Bells sighed. "Okay, let's analyze this. Scientifically speaking, and based on the facts of what has just happened, I must be inside the book I found by the duck pond. Right? Right. I am inside it. I grew smaller and it pulled me in, and it looks like a frozen lake with a forest around it. What does this mean? This means that maybe it's a part of the story written on these pages, and that means that I am now inside this story. That makes sense, doesn't it? What else could it be?" She didn't know to whom she was talking, but the sound of her voice gave her courage. "I'm not scared. I'm not scared at all. I will figure this out." She fell silent. The first twinge of fear poked her like a shard of ice.

Bells rubbed her hands. "Okay, okay. I'm okay." She tried to remember how long Grand said it takes for someone to freeze to death. "I will be fine." Her head began to pound with the injustice of it all. "Why is it always me who has to test everything out? Why couldn't it be Peacock for a change?"

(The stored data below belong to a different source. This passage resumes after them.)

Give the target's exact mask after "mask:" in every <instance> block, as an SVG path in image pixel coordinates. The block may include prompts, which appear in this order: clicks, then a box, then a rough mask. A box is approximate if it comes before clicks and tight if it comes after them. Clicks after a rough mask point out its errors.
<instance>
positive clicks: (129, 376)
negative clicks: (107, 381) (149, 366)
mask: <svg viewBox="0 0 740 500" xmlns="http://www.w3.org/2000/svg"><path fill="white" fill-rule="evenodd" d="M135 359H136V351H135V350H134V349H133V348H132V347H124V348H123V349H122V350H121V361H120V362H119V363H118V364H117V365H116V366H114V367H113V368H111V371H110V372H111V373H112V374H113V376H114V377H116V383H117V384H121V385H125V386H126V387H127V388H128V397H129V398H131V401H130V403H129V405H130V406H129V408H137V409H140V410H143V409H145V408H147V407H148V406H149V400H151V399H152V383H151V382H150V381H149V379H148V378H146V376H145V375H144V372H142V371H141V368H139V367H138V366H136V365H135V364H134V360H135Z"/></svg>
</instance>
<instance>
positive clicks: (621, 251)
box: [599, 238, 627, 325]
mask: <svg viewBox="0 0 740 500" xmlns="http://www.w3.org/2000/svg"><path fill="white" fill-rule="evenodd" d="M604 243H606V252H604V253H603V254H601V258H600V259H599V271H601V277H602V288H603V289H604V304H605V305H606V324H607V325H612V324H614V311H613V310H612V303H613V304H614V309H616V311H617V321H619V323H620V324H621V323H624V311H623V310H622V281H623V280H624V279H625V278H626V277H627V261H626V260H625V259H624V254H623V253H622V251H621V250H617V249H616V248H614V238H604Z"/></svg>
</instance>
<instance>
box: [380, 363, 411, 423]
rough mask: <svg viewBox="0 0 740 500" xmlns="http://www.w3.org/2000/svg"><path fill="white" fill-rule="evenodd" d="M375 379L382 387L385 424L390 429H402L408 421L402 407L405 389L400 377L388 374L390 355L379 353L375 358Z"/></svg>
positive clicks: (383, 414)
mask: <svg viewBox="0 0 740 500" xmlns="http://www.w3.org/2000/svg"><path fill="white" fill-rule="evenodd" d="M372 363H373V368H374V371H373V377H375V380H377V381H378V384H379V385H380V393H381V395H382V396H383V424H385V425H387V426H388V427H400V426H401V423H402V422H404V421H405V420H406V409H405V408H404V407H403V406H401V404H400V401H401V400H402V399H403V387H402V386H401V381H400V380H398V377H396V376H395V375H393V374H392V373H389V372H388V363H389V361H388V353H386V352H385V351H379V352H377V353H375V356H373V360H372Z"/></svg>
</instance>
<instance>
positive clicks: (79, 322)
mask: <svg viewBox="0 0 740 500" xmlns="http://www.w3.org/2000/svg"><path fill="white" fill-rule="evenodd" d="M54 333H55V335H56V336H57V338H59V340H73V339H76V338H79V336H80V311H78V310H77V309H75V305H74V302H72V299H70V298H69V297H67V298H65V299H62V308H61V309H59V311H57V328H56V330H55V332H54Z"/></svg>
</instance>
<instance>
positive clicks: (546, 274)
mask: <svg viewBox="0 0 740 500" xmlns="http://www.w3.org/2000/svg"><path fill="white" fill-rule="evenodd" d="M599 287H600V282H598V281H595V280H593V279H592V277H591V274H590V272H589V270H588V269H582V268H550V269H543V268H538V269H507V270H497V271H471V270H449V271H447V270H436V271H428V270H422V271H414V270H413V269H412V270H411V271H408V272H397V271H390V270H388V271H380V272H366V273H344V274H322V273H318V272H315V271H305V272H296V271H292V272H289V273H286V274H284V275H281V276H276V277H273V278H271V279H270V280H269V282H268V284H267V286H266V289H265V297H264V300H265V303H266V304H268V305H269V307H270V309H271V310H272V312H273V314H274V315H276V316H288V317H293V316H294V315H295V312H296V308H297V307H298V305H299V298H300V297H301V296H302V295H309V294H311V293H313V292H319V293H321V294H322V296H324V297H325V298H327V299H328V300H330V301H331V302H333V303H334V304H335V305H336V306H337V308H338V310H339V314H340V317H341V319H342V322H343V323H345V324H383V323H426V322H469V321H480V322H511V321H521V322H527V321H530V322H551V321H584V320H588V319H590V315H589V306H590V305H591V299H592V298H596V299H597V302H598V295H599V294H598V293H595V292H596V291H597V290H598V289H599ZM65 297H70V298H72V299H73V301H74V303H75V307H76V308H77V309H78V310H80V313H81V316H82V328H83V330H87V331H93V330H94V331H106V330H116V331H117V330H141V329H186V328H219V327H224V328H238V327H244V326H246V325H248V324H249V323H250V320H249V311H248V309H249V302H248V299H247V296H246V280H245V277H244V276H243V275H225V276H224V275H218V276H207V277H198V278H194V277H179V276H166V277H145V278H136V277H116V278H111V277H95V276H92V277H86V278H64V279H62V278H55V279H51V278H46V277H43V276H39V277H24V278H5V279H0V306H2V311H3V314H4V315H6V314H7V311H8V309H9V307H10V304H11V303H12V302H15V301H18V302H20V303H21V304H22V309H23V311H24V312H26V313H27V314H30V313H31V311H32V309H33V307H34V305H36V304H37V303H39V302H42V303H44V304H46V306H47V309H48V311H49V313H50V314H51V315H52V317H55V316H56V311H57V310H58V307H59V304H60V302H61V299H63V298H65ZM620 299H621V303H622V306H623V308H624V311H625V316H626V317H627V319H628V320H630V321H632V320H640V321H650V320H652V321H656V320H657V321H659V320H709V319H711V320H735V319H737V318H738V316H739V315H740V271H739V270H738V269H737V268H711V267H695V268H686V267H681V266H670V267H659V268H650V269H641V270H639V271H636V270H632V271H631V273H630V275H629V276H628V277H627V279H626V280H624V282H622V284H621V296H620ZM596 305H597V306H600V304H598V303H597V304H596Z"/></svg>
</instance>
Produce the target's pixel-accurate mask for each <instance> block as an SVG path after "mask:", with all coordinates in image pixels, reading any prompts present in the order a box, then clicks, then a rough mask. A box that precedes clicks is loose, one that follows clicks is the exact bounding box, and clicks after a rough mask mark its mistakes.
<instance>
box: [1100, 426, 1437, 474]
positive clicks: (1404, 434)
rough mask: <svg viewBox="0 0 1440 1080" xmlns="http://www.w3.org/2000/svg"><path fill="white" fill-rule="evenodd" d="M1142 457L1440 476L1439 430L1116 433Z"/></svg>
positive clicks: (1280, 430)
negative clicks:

Bells kicked at the snow. "Great. Now I'm inside some stupid book that somehow opened up into this stupid place, and I have no stupid clue how to get out of here." As she was talking, she noticed that the wind quieted down and every snowflake appeared to have grown ears, carefully listening to her every word.

A suspicion formed in her head.

"Hello?" she called.

There was no answer, but she thought she heard a rustle that could be the clearing of a throat or the creaking of pages. The sound dissolved into nothing somewhere above her head, and all was still again, as if something was watching her.

"Hello?" she repeated.

No answer.

"Naturally, as my luck would have it, it appears that I'm alone here. But," she raised a finger, "if my hypothesis is correct and this is a story, there must be characters here—it must be a story about someone. I don't see anyone, and that is very strange. What kind of a story is this, if it only has a lake and a forest in it? A stupid story, that's what. I get it. This book is dumb, that's what I think." She spoke louder. "It must have been such a boring and dull book, that someone finally got fed up with it and has thrown it away. In fact, I think this book is the most lame and uninteresting book of them all!"

The snow stopped. The wind died with a disgruntled sigh.

"Lame?" rustled a papery voice. "Did you call me lame?"

Bells' heart plummeted, then sprung into her ears and hammered so hard, she thought she would faint.

"Do I need to repeat myself?" demanded the voice. "Or are you not only rude, but deaf also?"

Bells swallowed. "Who is it?" she asked timidly. "Is anyone here?" She looked about her, but there was nothing to see except snow.

"You're blind, too? Oh, this is getting better by the minute."